Figure 1. Laforin exhibits phosphatase activity both bound to and free of the antibody-agarose complex.

A. Schematic of experimental design. Before attempting to test endogenous laforin, we first optimized our experimental conditions using overexpressed laforin. We immunoprecipitated FLAG-laforin and assessed its pNPP and glucan phosphatase activity both bound to and free of the FLAG antibody-agarose complex (“on beads” and “off beads”) in order to determine if antibody binding to laforin inhibits activity. B. pNPP assay of immunoprecipitated FLAG-laforin. FLAG-tagged human wild-type laforin, catalytically inactive C266S laforin, and wild-type VHR were expressed in HEK293 cells and immunoprecipitated with α-FLAG agarose. VHR, a DSP that acts upon protein substrates and not glucan substrates, was included as a control.

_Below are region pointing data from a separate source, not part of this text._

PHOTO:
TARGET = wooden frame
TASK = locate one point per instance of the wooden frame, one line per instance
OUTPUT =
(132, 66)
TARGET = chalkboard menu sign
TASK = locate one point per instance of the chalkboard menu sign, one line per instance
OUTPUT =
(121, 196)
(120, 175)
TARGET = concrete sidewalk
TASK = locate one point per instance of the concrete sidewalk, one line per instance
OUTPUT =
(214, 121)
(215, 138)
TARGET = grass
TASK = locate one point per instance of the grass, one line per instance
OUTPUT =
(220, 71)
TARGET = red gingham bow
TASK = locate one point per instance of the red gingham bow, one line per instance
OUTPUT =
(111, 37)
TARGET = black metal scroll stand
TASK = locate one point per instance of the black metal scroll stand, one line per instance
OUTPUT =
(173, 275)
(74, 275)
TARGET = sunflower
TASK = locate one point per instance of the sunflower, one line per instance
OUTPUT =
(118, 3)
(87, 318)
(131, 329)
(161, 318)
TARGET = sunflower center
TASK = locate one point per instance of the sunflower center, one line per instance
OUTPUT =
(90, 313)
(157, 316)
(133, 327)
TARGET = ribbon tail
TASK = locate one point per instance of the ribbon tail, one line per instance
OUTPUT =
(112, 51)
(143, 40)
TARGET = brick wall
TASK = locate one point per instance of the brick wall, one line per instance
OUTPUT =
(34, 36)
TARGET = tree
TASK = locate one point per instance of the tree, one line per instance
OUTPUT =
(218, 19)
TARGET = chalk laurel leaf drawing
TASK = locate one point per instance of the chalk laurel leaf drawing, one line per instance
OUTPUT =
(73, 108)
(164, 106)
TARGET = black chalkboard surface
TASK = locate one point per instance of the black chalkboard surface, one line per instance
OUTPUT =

Immunoprecipitated proteins were either left bound to the antibody-agarose complex (“on beads”) or eluted from the complex using FLAG peptide (“off beads”). The absorbance of reactions at 410 nm was measured. Reactions were performed in quadruplicate. Error bars indicate ± standard error. C. Glucan phosphatase assay of immunoprecipitated FLAG-laforin. The absorbance of reactions at 620 nm was measured. Reactions were performed in quadruplicate. Error bars indicate ± standard error. Proteins are as indicated as in Figure 1B. The experiments above were performed a minimum of three times.